Trudno się temu dziwić, skoro osobą odpowiedzialną za to jest człowiek poświęcający swój czas działalności partyjnej, politycznej, a nie działalności w pomocy powodzianom — powiedział podczas konferencji prasowej w Gostyninie (woj. mazowieckie) wspierany przez PiS kandydat na głowę państwa.
Wcześniej oczywiście nosił pralkę dla rodziny powodzian. Bo właśnie tego oczekujemy od prezydenta, prawda? Trudno nie ocenić jego działań za czystego populizmu – po prostu stara się pokazać ludziom, jaki to nie jest fajny i pomocny, podczas gdy od polityków oczekujemy rozwiązań systemowych, a nie wznoszenia produktów AGD do pojedynczego domu.
Kierwiński komentuje
Wróćmy jednak do słów Nawrockiego o tym, że „osobą odpowiedzialną za to [tj. pomoc powodzianom] jest człowiek poświęcający swój czas działalności partyjnej, politycznej”. Miało chodzić o Marcina Kierwińskiego. Ten postanowił odpowiedzieć na zarzuty na antenie Polsat News.
Po pierwsze, sam zarzucił politykowi PiS nieznajomość tematu: zorganizował konferencję prasową w Gostyninie, gdzie powodzi nie było od aż 15 lat Dodał, że Nawrocki „naprawdę nie ma nic do powiedzenia”. Zaproponował jednak mu pomoc… w kampanii wyborczej. Razem mogą pojechać na tamę w w Stroniu Śląskim – część infrastruktury, która zawiodła w czasie powodzi.
— Jeśli on chce pomagać, to zapraszam. Chętnie z nim pojadę na tamę w Stroniu Śląskim, aby pokazać mu pomnik nieodpowiedzialności jego kumpli z PiS — zakpił polityk KO. Minister Kierwiński bezlitośnie podsumował też pojawienie się Nawrockiego w Gostyninie. – Uświadamiam go, że w regionie płockim powódź była, ale 15 lat temu – podsumował.
Źródło: Polsat News
3 Odpowiedzi na Nawrocki lansuje się na tragedii powodzian, minister Kierwiński nie wytrzymał. „Chętnie z nim…”
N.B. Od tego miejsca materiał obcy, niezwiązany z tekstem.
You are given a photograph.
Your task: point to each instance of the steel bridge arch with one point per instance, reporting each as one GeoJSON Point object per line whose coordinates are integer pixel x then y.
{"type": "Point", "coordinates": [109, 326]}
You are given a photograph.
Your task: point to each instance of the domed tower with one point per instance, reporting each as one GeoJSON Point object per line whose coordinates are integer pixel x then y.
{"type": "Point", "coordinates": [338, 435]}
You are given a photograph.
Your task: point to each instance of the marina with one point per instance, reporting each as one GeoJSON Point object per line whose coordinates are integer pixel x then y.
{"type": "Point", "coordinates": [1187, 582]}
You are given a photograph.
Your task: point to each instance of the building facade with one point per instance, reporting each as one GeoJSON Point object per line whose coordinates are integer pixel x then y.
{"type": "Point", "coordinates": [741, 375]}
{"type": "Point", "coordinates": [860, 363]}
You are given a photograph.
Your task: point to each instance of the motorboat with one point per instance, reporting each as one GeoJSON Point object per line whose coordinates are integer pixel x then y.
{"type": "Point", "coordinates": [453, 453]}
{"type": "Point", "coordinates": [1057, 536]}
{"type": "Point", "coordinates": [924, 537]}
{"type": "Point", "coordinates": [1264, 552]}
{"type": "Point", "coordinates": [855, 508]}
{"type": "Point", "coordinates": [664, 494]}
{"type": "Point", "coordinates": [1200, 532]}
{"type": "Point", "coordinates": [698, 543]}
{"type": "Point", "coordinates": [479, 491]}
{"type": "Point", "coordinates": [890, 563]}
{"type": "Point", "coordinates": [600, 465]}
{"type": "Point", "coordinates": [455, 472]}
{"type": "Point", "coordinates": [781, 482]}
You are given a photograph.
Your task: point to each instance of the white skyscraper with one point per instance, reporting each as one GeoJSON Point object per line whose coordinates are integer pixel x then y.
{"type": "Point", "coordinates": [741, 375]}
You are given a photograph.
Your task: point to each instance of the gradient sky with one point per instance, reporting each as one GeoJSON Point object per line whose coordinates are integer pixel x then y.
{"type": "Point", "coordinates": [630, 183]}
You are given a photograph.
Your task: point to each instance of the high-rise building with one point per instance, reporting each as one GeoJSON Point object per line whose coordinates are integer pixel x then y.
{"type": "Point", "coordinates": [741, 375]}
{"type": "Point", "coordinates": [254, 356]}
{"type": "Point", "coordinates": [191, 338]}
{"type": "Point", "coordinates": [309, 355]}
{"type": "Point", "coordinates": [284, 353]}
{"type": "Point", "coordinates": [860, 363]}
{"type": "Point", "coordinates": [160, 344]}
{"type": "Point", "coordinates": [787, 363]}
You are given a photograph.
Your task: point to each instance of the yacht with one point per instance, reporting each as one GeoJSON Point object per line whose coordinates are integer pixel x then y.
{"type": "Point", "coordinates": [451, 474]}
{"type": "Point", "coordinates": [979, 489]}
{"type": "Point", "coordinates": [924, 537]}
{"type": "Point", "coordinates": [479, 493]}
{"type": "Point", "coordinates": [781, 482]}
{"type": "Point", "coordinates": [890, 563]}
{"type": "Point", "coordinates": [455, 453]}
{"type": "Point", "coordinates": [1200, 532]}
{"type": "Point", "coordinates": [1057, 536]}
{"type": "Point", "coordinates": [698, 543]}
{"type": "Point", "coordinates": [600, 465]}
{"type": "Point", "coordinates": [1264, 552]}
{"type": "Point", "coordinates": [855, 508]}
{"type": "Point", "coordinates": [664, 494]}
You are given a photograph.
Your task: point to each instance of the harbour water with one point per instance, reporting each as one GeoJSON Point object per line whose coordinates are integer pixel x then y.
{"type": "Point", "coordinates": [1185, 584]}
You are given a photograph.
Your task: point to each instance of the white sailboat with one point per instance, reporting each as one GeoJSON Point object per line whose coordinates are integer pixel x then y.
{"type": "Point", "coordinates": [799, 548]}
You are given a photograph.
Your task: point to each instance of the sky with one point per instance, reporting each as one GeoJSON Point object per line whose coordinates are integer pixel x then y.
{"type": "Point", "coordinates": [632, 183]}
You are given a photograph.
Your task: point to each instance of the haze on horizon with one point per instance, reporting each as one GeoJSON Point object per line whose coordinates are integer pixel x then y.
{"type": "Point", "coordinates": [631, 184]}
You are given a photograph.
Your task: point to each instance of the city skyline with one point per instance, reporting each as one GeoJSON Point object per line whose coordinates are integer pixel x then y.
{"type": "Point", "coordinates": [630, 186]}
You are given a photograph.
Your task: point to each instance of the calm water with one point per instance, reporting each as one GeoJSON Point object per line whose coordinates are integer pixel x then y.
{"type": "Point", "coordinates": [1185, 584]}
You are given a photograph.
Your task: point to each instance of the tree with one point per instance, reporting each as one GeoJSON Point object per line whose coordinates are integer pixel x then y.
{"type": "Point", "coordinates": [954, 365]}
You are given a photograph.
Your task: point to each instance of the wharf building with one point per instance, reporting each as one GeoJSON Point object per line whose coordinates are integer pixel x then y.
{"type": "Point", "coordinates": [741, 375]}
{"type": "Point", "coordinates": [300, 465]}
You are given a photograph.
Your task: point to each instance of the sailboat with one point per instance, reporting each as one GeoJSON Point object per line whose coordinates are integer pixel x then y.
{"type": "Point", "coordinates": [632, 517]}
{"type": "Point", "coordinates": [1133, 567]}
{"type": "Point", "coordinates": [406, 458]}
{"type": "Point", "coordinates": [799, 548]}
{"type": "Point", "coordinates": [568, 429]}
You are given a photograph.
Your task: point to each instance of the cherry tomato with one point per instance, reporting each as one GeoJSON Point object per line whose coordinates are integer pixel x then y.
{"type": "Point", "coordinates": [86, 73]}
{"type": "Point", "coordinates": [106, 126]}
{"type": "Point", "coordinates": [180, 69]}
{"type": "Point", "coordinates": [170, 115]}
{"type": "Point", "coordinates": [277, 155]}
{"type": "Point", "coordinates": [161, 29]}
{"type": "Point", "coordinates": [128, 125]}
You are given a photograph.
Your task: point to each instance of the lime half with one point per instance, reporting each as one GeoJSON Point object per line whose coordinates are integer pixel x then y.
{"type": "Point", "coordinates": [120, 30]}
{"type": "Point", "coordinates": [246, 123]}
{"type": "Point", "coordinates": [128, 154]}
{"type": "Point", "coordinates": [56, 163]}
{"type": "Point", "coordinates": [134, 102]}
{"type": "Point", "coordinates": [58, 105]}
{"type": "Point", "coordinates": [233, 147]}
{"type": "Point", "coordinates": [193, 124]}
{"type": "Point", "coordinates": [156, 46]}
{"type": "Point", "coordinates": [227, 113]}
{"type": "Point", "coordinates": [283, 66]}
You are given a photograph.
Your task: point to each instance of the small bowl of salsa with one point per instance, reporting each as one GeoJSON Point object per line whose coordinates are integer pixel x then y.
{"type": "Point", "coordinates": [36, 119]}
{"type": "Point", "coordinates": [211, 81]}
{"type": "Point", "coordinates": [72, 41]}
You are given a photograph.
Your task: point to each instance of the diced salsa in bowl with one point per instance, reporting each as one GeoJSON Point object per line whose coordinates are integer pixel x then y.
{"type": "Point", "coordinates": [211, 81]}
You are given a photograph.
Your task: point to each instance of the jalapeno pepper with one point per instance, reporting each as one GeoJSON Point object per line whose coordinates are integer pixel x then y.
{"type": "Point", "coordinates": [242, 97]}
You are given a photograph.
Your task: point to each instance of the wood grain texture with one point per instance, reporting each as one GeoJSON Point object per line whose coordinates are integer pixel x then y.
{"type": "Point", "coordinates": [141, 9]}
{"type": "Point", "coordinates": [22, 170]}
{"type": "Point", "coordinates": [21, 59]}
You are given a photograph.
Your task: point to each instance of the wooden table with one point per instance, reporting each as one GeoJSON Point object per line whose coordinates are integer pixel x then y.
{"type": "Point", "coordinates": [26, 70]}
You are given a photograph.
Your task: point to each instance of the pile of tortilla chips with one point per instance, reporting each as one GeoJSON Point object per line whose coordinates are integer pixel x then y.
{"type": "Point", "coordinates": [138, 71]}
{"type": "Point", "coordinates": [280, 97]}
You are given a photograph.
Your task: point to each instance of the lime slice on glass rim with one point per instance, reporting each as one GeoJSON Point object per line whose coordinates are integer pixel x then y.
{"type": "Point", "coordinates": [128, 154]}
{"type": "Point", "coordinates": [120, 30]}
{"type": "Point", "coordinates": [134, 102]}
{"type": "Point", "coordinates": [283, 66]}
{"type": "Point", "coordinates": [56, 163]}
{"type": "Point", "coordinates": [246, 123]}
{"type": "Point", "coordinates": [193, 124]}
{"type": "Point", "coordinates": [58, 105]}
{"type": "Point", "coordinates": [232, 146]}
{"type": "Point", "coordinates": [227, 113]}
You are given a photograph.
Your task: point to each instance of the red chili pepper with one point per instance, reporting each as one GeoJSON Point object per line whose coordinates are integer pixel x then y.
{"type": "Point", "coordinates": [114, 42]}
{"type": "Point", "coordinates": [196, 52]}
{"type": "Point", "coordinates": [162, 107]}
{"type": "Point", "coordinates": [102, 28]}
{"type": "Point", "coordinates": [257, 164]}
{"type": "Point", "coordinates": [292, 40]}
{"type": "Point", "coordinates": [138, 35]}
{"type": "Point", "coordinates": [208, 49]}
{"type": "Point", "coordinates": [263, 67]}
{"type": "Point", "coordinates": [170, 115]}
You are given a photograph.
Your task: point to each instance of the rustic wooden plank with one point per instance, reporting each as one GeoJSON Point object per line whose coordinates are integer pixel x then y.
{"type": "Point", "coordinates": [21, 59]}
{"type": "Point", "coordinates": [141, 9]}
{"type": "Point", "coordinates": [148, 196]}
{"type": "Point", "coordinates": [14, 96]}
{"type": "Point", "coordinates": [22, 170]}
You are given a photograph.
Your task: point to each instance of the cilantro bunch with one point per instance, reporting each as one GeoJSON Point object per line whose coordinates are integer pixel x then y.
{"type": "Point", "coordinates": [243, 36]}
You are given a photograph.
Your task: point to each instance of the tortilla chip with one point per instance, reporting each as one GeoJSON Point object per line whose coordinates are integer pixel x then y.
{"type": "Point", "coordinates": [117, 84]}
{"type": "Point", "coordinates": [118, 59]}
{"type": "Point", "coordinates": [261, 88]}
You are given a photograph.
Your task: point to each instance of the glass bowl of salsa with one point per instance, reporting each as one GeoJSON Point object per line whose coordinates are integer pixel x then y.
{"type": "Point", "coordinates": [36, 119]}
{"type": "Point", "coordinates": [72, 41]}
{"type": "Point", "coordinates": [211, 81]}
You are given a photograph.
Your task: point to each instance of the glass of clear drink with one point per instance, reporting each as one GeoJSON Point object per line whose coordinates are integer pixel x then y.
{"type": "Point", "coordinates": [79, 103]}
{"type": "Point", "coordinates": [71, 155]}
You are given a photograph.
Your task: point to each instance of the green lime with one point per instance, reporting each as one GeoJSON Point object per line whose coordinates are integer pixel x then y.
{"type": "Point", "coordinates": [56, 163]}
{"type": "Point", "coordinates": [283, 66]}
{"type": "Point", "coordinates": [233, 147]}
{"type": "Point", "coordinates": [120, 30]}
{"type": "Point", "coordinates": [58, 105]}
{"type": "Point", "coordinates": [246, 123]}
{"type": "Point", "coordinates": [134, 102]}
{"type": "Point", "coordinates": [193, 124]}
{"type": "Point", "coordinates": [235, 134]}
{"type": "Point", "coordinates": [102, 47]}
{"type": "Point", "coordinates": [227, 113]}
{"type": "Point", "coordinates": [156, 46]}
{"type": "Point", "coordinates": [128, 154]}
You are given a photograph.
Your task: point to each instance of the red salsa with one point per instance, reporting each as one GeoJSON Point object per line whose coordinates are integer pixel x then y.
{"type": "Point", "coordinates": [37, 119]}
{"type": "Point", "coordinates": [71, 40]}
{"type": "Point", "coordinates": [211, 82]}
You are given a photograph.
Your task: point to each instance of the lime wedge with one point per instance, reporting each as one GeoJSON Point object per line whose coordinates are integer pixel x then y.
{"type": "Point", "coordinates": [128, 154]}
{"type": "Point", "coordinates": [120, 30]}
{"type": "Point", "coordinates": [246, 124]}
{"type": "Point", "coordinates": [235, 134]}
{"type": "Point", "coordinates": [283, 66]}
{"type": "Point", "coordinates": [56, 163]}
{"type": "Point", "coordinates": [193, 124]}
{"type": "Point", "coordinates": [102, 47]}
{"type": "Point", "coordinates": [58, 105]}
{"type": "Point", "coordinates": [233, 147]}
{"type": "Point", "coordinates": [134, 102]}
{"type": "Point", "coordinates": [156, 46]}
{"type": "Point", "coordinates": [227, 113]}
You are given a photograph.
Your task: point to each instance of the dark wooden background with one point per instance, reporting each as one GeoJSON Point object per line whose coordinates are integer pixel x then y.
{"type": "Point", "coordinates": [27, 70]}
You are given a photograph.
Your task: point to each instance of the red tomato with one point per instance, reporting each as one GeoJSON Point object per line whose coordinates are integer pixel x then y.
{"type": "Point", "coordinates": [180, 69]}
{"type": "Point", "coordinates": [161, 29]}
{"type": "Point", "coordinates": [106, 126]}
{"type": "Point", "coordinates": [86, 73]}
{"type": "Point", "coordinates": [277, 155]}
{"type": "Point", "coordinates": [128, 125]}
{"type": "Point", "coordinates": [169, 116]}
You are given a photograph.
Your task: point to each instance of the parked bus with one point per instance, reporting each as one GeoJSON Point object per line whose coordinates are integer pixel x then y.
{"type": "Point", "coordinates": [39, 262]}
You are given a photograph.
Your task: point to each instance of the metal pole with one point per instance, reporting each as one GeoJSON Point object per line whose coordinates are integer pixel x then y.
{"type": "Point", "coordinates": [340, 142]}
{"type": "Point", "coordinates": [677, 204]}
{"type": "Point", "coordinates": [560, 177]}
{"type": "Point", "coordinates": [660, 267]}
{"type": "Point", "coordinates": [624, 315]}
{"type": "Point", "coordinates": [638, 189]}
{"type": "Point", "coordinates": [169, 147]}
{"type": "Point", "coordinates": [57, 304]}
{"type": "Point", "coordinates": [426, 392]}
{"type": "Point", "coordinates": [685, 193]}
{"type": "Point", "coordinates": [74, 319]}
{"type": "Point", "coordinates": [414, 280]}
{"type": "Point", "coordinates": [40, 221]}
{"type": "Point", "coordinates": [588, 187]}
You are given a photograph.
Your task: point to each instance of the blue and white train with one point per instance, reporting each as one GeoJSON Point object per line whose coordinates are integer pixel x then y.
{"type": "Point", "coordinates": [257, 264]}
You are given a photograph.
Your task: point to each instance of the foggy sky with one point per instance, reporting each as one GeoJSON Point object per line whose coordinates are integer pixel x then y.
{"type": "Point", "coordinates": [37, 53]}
Panie Nawrocki nic Panu nie pomoże jest Pan bucem (moment), taki cwaniaczek który za wszelką cenę chce pokazać jaki to dobry Pan, a tak poza nawiasem kiedy Pan pracuje cały czas widzę Pana na różnych wyjazdach (kasa leci) trzeba sobie wziąść urlop moze
Z Kierwinskiego jest taki fachowiec od pomagania powodzianom jak z Olka Grada fachowiec od elektrowni atomowej i katarskiego inwestora. Byle się jemu kasa na koncie zgadzała.